Detect and Block Malicious Bot Activity
Bot detection is a bit of an art and science, and it’s getting harder and harder to determine who is human and who is not. Many bots can be identified by previously observed unique patterns that have been encoded into signatures. However, newer and more sophisticated bots require more complex scrutiny such as looking for irregular behavior, illogical client configuration, and inhuman timing of actions. We’ve written a whole article on how to determine good bots from bad bots.
Conduct Security Awareness Training
Training users on basic security requirements is actually pretty easy, and most organizations do some form of it. What is missing is the effectiveness of that training. The F5 Labs 2018 Phishing and Fraud Report showed that training employees to recognize phishing attempts can reduce their click-through rate on malicious emails, links, and attachments from 33% to 13%. The key to effective training is to consider what decisions you want your users to make and what you can reasonable expect from them. Do they really need to know the difference between trojan horse malware and ransomware? Or would you rather they expend their mental energy to report suspicious links to IT instead? We discuss this in more detail in our Security Awareness Training Reimagined article.

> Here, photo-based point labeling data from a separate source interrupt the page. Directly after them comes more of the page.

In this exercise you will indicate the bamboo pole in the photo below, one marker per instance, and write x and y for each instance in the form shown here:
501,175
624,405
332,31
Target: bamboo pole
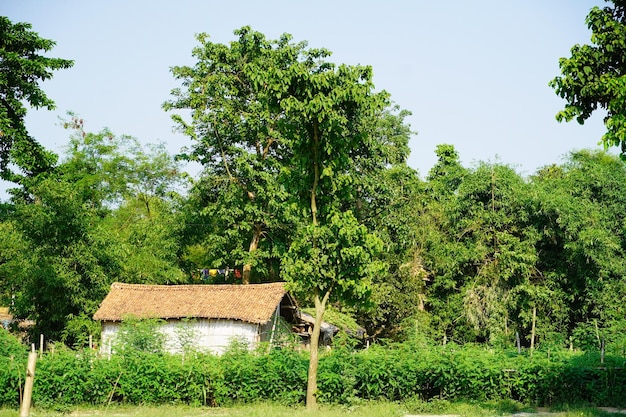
28,385
532,332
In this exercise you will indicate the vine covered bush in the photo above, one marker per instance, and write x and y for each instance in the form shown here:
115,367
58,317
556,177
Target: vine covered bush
397,373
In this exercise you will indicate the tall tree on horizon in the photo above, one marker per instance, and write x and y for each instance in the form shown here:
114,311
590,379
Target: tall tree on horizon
22,68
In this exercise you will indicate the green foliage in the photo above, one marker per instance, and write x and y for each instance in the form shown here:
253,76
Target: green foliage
22,68
10,345
428,378
592,77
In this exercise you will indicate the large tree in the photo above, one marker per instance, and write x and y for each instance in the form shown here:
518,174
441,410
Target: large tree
105,213
290,141
235,126
22,67
594,76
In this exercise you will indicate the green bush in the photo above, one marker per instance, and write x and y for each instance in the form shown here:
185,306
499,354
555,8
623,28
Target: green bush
395,373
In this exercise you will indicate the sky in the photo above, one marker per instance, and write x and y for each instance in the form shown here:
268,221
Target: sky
472,73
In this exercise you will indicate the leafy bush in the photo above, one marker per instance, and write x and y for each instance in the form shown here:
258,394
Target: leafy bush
424,376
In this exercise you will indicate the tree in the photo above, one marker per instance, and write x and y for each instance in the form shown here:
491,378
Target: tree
233,95
580,213
105,213
594,74
22,68
288,142
331,112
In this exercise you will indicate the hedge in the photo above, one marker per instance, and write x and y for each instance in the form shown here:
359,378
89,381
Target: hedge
397,373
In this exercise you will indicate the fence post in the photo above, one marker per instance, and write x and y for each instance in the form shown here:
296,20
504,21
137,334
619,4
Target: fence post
28,385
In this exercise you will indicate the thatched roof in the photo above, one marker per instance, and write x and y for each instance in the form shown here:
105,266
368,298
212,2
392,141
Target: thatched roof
254,303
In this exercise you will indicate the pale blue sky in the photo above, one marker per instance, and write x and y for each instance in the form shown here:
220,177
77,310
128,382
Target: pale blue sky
473,73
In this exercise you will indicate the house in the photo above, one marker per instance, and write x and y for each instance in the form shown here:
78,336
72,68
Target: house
218,314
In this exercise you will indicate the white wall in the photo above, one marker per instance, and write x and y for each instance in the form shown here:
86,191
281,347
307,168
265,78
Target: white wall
201,335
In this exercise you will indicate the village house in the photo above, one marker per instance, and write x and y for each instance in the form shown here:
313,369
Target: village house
215,314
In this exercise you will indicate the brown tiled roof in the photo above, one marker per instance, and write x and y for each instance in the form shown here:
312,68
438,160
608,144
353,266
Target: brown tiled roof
254,303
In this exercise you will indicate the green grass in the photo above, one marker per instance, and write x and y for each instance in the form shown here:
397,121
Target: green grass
366,409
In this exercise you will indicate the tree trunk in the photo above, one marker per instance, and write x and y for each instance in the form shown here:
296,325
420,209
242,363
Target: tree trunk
254,244
311,389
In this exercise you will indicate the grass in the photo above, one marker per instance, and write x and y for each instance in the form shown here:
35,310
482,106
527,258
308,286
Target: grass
365,409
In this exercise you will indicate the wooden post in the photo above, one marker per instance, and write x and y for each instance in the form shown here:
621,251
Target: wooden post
602,351
28,385
532,331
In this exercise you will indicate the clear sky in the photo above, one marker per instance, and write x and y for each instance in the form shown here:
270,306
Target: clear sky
473,73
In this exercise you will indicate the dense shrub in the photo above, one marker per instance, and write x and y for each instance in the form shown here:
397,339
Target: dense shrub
397,373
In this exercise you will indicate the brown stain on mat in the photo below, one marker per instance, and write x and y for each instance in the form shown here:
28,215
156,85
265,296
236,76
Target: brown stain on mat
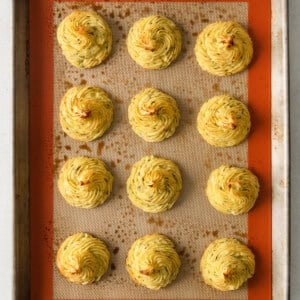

Use Web Application Firewalls
Firewalls are a mainstay of cyber-defense, and it seems that web application firewalls (WAFs) are becoming so, as well. In our 2018 Application Protection Report, our survey of security professionals found that the primary application defense in use was web app firewalls (26% of respondents). The F5 2019 State of Application Security survey showed this number rising to 33%, so usage continues to climb. WAFs offer a level of application-layer visibility and control that can help mitigate a wide range of the web application threats mentioned above. Many WAFs also include the capability to inspect, validate, and throttle API requests.
Use SSL/TLS Inspection
More and more malware and phishing sites are being buried within encrypted SSL/TLS sessions, often using legitimate certificates. This traffic needs to be decrypted, inspected, and sanitized.
Use Antivirus Solutions
Antivirus is one of oldest security controls and is still a powerful tool for detecting and stopping malware infections. It should be configured to update its signatures without intervention and alert when it stops functioning.
Conclusion
As you can see, a small set of critical controls map pretty closely to the 20 CIS Controls & Resources.2 It pays to focus on making sure your key controls are running smoothly. In our 2019 Application Protection report, we saw how the specific threats vary based on industry. However, in general these controls should cover a majority of the risks for a typical organization.